Senior textures paintings with hair

Staff Writer
Monday, April 9, 2012

This semester, people began giving hair to Cecilia Salama ’12. The visual arts concentrator – who previously went to barbershops to collect hair – has made good use of the donations in her current exhibition, “In My Absence: A Senior Visual Arts Thesis Exhibition,” that features work created this semester.

Salama’s pieces tend to skirt the traditional two-dimensional canvas to explore a more sculptural approach to painting. Hair, as well as other materials like sheep’s wool, air conditioning filters, metal and handmade white frames distinguish her work.

Hair is “a little bit revolting, but we all have it,” Salama said. The exhibition explores her fascination with the body, though Salama does not portray the full human figure. 

Salama said she hopes the work will speak for itself in her absence. There is a “performative aspect” to her art, she said. She feels the pieces are “trying to confront” audience members.

Salama has trouble with language and has always been told she is too quiet, she said. “I have trouble finishing my sentences sometimes,” she said, laughing. The studio has provided a space for her to express her feelings, she said, adding, “I just feel so much better after” being in the studio.

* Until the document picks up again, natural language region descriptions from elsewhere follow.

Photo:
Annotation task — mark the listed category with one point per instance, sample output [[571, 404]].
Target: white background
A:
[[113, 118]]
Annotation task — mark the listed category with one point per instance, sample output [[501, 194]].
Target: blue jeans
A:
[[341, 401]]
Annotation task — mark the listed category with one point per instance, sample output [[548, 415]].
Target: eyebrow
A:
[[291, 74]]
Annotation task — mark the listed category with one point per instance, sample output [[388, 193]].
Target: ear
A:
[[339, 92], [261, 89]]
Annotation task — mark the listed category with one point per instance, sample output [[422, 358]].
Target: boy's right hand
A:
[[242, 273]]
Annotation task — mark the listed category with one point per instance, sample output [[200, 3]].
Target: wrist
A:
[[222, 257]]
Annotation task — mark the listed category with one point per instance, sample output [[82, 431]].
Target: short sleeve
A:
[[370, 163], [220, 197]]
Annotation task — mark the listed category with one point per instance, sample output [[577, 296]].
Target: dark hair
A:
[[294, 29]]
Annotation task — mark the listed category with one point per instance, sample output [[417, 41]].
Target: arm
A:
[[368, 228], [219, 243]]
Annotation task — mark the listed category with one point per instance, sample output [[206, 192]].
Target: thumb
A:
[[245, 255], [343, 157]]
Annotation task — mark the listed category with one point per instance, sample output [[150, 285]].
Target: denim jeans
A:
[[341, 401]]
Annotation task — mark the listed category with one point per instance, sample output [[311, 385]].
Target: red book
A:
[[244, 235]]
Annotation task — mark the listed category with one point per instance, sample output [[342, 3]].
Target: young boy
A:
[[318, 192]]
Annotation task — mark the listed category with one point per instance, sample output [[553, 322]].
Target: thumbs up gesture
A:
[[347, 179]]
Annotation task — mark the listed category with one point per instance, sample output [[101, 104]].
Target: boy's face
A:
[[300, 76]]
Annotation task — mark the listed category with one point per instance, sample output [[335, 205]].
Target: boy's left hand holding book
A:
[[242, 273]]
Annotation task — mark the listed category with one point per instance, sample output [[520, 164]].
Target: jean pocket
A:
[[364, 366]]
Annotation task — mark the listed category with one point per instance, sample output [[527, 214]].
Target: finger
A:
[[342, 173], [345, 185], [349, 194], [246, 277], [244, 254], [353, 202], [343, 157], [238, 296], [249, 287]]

Poetry has also helped Salama vocalize her feelings, she said. She uses poetry she has written to name her pieces. The poem that guides this exhibit, written this year, is about how she feels about “art in general,” she said.

Salama said Brown visual arts classes allowed her to experiment. As an honors student, she had her own studio to practice in.

“You always want to try new things,” she said. Salama has transitioned from liking “natural, fleshy colors,” produced using materials like soil, rubber, latex and coffee grounds, to using brighter colors. Her work has also become more contemporary, she said.

Salama said she  relates to contemporary artists such as Gedi Sibony ’95, who makes minimal pieces. He often uses frames in his work, similarly to Salama, whose work includes empty wood frames, long pieces of wood that create a border outside the canvas.

“The way that I paint is quite similar to abstract expressionism – there’s a lot of energy,” Salama said. “I’ll scratch the canvas with my hands,” she added.

Salama has experienced conflict over what constitutes a painting, she said. 

She employs unconventional materials and juxtaposes different elements, like a cast of her friend’s head alongside a canvas in its oversized frame. Her work is heavy – air conditioning filters painted with latex, pantyhose coated in resin and thick, hanging wool. 

But working with resins and rubbers can be dangerous. To avoid dying early like one resin-enthusiast artist, Salama said, she uses a respirator and is careful about ventilation.

For Salama, her work is only complete after installing her shows. “Hopefully, I’ve put things together that people can get something out of,” she said. 

“In My Absence” runs from April 6-13 in List 221.